Atletico Madrid have drawn a firm line under Julian Alvarez’s future, with CEO Miguel Angel Gil insisting the club will not sell the Argentine striker regardless of the fee offered, complicating any transfer windfall Manchester City had hoped to receive.
Gil made the statement directly to club media, naming Barcelona president Joan Laporta in the process. “I have no doubt that Atlético is the place in the world for Julián and that Julián is the perfect striker for Atlético de Madrid,” Gil said. “We don’t want to transfer him; we won’t accept the €100m offer, nor will we accept one for €150m or €200m.”
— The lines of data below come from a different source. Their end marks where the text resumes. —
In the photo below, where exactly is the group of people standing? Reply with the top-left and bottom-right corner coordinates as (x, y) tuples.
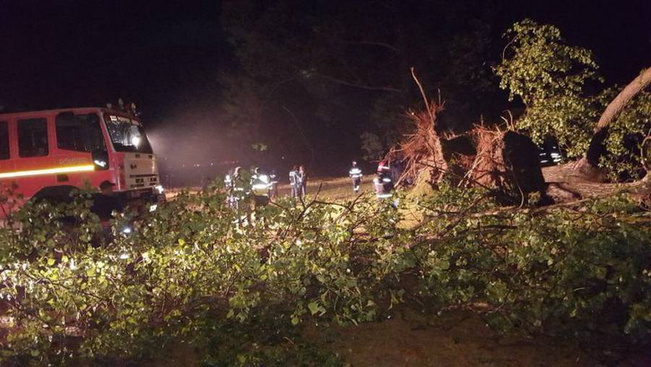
(289, 165), (307, 199)
(224, 159), (399, 209)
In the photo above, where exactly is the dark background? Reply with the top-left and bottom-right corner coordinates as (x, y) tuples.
(0, 0), (649, 184)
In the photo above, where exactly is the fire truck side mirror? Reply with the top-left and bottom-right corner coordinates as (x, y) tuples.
(91, 148), (109, 171)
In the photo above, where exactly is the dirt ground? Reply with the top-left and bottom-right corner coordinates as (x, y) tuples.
(165, 176), (362, 201)
(275, 176), (369, 200)
(314, 310), (593, 367)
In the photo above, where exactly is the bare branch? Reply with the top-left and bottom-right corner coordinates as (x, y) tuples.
(345, 41), (400, 52)
(313, 73), (403, 93)
(410, 67), (432, 123)
(282, 105), (316, 165)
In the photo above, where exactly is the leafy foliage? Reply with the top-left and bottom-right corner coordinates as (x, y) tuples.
(414, 182), (651, 344)
(0, 182), (650, 364)
(600, 90), (651, 180)
(0, 186), (405, 364)
(495, 19), (602, 157)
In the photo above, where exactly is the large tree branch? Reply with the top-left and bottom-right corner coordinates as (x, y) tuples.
(574, 66), (651, 176)
(595, 67), (651, 132)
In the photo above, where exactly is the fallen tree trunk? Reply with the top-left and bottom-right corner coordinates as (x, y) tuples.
(543, 162), (651, 204)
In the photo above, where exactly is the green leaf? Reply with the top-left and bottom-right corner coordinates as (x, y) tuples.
(308, 301), (319, 315)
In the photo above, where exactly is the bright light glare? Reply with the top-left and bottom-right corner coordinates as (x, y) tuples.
(131, 136), (141, 147)
(0, 164), (94, 179)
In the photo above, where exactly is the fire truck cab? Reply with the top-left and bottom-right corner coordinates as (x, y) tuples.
(0, 106), (163, 216)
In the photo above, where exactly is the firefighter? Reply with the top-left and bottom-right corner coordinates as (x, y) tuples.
(269, 168), (279, 199)
(91, 180), (125, 221)
(298, 165), (307, 199)
(224, 166), (244, 209)
(250, 167), (272, 207)
(289, 165), (300, 198)
(373, 169), (394, 202)
(349, 161), (363, 192)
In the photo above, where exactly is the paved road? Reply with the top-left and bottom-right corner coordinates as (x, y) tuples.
(165, 176), (378, 202)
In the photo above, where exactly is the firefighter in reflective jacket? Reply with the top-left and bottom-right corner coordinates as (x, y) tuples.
(289, 165), (300, 198)
(373, 169), (394, 201)
(224, 166), (244, 209)
(349, 161), (363, 192)
(250, 167), (272, 207)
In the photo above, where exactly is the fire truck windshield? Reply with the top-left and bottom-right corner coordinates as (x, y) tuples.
(104, 115), (153, 153)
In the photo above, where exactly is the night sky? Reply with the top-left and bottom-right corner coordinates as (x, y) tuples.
(0, 0), (649, 179)
(0, 1), (226, 119)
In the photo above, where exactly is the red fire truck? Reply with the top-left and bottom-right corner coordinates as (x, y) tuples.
(0, 106), (163, 217)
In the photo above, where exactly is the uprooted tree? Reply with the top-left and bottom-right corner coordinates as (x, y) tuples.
(388, 68), (547, 204)
(389, 104), (547, 204)
(390, 20), (651, 206)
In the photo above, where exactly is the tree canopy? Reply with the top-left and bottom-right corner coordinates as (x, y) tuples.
(494, 19), (602, 157)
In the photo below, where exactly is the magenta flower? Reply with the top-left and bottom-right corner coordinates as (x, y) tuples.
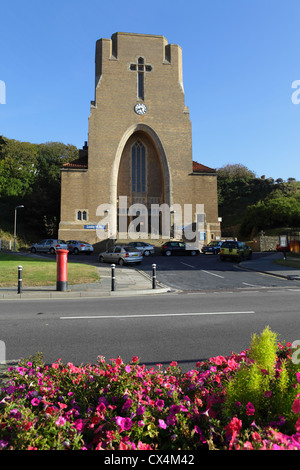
(155, 399), (164, 409)
(246, 402), (255, 416)
(136, 405), (145, 415)
(31, 398), (40, 407)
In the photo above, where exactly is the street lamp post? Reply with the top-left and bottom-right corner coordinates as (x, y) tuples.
(13, 205), (24, 252)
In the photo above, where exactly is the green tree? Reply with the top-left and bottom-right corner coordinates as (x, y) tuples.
(0, 137), (79, 240)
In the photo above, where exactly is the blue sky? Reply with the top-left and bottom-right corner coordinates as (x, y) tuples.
(1, 0), (300, 181)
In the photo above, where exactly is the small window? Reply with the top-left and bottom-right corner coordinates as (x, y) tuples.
(77, 210), (88, 221)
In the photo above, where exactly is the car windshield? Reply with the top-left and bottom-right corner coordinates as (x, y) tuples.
(222, 241), (238, 248)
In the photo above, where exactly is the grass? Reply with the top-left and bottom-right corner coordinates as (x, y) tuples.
(274, 252), (300, 269)
(0, 253), (100, 287)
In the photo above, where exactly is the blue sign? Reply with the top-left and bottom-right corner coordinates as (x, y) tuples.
(84, 224), (106, 230)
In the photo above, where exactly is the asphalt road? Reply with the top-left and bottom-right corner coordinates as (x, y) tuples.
(1, 284), (300, 372)
(139, 252), (297, 291)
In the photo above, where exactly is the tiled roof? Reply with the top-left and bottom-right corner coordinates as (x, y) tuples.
(193, 161), (216, 173)
(63, 156), (88, 169)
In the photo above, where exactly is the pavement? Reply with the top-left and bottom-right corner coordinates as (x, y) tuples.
(0, 263), (171, 300)
(240, 251), (300, 281)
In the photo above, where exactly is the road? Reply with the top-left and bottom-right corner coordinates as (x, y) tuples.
(1, 280), (300, 371)
(138, 251), (295, 291)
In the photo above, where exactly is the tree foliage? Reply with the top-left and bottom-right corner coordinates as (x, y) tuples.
(240, 187), (300, 236)
(217, 163), (300, 237)
(0, 136), (78, 241)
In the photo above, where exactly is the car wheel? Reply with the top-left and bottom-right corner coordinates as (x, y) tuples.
(99, 256), (104, 263)
(74, 248), (79, 255)
(118, 258), (124, 266)
(143, 250), (150, 256)
(190, 250), (197, 256)
(165, 250), (172, 256)
(49, 247), (55, 254)
(30, 247), (36, 253)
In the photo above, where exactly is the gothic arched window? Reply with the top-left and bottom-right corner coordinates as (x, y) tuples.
(131, 140), (146, 193)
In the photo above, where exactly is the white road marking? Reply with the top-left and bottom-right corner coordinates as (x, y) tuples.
(201, 270), (224, 278)
(180, 262), (196, 268)
(60, 311), (255, 320)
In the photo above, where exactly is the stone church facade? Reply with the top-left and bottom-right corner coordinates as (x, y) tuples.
(59, 32), (221, 247)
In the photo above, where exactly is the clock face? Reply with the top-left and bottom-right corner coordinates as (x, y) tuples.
(134, 103), (147, 115)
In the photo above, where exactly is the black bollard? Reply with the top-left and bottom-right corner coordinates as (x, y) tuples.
(152, 263), (156, 289)
(18, 265), (22, 294)
(111, 264), (116, 291)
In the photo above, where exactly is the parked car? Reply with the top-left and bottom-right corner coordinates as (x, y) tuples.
(66, 240), (94, 254)
(202, 241), (224, 255)
(219, 241), (252, 261)
(127, 241), (155, 256)
(30, 239), (68, 254)
(98, 245), (143, 266)
(161, 241), (200, 256)
(276, 242), (290, 252)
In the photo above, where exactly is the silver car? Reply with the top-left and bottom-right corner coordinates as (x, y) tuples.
(98, 245), (143, 266)
(127, 241), (155, 256)
(30, 239), (68, 254)
(66, 240), (94, 255)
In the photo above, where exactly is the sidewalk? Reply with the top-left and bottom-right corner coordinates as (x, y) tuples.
(0, 265), (171, 300)
(240, 251), (300, 281)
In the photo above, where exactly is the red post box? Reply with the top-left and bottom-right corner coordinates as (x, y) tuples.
(56, 249), (69, 291)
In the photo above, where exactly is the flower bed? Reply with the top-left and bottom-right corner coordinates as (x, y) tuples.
(1, 327), (300, 450)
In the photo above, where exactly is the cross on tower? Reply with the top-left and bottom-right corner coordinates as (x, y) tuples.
(129, 57), (152, 101)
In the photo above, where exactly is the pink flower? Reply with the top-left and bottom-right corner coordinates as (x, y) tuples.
(125, 365), (131, 373)
(158, 419), (167, 429)
(246, 402), (255, 416)
(292, 399), (300, 414)
(131, 356), (139, 363)
(31, 398), (40, 406)
(252, 431), (261, 442)
(243, 441), (254, 450)
(55, 416), (66, 426)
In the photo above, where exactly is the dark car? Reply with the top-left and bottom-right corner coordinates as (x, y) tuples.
(161, 241), (200, 256)
(202, 241), (224, 255)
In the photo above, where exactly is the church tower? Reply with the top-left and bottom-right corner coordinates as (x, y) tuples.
(59, 32), (220, 246)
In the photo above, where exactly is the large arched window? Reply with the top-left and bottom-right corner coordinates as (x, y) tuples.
(131, 140), (146, 193)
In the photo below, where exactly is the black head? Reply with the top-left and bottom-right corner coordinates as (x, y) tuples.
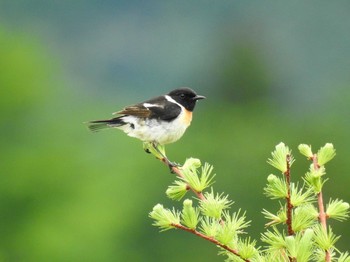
(167, 87), (205, 112)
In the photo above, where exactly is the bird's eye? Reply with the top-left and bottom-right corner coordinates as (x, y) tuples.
(180, 94), (185, 99)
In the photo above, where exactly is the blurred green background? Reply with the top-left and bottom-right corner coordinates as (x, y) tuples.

The declaration matters for City because of a clause inserted into the 2023 deal that took Alvarez to the Wanda Metropolitano. The Premier League club retained 10 per cent of any future profit on the sale, meaning a £120m deal would return roughly £4m to the Etihad, while a £160m transfer would yield around £8m. At the £170m threshold Gil publicly dismissed, City’s share would be in the region of £9m.
Alvarez joined Atletico in a club-record deal that has since risen to more than £81m with add-ons, and his value has continued to climb. The 26-year-old has been a consistent performer in La Liga and remains central to Argentina’s international ambitions, with the reigning world champions one game away from winning back-to-back World Cups at the 2026 tournament.
Arsenal and Barcelona have both been linked with a move for the striker, and Alvarez himself has reportedly indicated a preference for leaving Madrid. But Gil’s comments suggest Atletico intend to outlast any interested party, banking on the player’s contractual situation and the club’s public stance to deter formal bids.
For City, the outcome remains binary: either a significant club triggers a fee large enough to generate a meaningful sell-on payment, or Alvarez stays put and the clause yields nothing. Gil’s intervention suggests the latter is the more likely scenario heading into the summer window.